At least Cain attempts to cut Abel down. In the end, he is unable to do so. Why is this so? In the first place, Cain eschews the “uplift” [שְׂאֵת] God promises him, instead “rising up” [קוּם] against his brother and killing him as they speak to one another in a field. After Abel’s death, God reveals to Cain the futility of his actions: “What have you done? Hark, your brother’s blood cries out to Me from the ground!” [מֶה עָשִׂיתָ; קוֹל דְּמֵי אָחִיךָ, צֹעֲקִים אֵלַי מִן-הָאֲדָמָה].[15] The word for “blood” here is not the singular dam; it is the plural demei. Why does this matter? There are multiple possibilities. The most common reading is that the blood that Cain spills is not just Abel’s but also that of his descendants, all those who would now not be born. This is made clear in the Mishnah, in a discussion of the weight of testimony in a criminal trial: “In civil cases one may repay the money damage and he is atoned; but in criminal cases the blood of the person executed, and of his descendants to the end of all generations, clings to the originator of his execution.”[16] As evidence of this principle, the text cites Genesis 4:10: “So we find when Cain slew his brother, it is said: The sounds of your brother’s bloods cry to me from the earth. It does not say your brother’s blood but your brother’s bloods, his blood and that of his descendants.”[17] A murderer, in this sense, is a destroyer of worlds: “Therefore man was created single in the world to teach that for anybody who destroys a single life it is counted as if he destroyed an entire world, and for anybody who preserves a single life it is counted as if he preserved an entire world.”[18] As difficult as it may be to find fault with this reading, it is worth remembering that it rests on a strictly arborescent principle of “lineage,” not to mention a nakedly heteronormative understanding of (re)productive sex. Is the weight of murder — the “world” it ends — to be understood primarily in terms of the subsequent generations that will not come to be? Clearly this cannot be the point.

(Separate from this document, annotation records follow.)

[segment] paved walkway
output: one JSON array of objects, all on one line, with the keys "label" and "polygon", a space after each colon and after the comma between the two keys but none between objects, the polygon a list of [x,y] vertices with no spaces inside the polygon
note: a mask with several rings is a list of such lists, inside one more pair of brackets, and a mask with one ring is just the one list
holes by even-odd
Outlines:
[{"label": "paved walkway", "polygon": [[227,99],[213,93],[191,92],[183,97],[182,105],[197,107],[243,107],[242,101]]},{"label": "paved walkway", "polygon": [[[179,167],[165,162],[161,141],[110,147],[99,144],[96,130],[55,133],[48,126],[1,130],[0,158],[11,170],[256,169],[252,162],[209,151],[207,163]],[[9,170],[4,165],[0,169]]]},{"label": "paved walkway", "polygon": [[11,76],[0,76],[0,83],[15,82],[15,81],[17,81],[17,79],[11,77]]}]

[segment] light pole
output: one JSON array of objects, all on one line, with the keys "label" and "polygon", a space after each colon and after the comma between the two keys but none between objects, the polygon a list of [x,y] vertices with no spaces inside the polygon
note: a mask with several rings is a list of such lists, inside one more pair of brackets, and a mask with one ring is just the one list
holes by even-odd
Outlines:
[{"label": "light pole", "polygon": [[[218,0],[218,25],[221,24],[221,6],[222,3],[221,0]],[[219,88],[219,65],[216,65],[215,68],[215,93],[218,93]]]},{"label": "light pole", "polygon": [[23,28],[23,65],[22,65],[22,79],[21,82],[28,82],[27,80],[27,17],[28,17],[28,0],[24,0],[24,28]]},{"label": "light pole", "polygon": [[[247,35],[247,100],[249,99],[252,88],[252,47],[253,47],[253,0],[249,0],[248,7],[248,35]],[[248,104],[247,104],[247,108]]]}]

In the same section of the Mishnah, there is an alternate reading of the plural reference to blood in Genesis 4:10. The text is brief and provides no source, but it is significant: “Another explanation: Your brother’s bloods, the blood was splashed on trees and stones.”[19] In this “other explanation,” the blood of Abel splashes in droplets onto the trees, the earth, and stones; and what God hears are these droplets crying out to Him. What is the notion of self that emerges from this “other explanation”? What is the source of this “crying out”? It is multiple and rhizomatic. Cain, imagining his younger brother to be a single tree or stalk of wheat one can simply cut down, has misread everything. He could not “do right,” one might say, precisely because his view of his brother, God, and the world around him was stubbornly, tragically arborescent. Sin caught him looking at a forest of singular trees and dreaming of deforestation. Abel calls out to God, however, in multiple voices, a rhizomatic chorus. As Paul Celan has put it, “Nah sind wir, Herr, / nahe und greifbar” [We are close, Lord / close and within reach.][20] Abel here is that we, a cloud of droplets, a wet sponge, an assemblage. He is the blood on the ground, Deleuze and Guattari’s “Eastern” garden, and the Others who appear before us, calling us into question. All of these are unusual in the most conventional sense, and yet they may well index the deeper, subterranean architecture of human being: a being-for-the-Other that responds to all the multiples before us. The bloods cry out in prayer from the stones, trees, and the earth itself — an unusual garden.

murder in the garden

In the European literary tradition, there are few gardens more unusual than gardens of love. Often enough presided over by Venus herself, these gardens were consistently strange and contradictory places. Focusing on medieval gardens of love, Rod Barnett argues that they were consistently sites of emergence and transition, of the endless forking paths that led simultaneously to perdition and the very possibility of redemption. For Barnett, they are essentially “ambivalent and transgressive” sites in medieval European literature, a “reification of the conjunction of opposites” principally defined by “authority and equivocation; carnality and moral perfection; desire and renunciation; acceptance and rejection, the opposites moving together in a subtle dance.”[21] The thirteenth-century Roman de la Rose [Romance of the rose] provides a kind of archetype for Barnett’s argument, in that one must set aside reason (and thus humanity) to enter the allegorical garden, but it is also along its many paths that one may find some form of redemption.[22]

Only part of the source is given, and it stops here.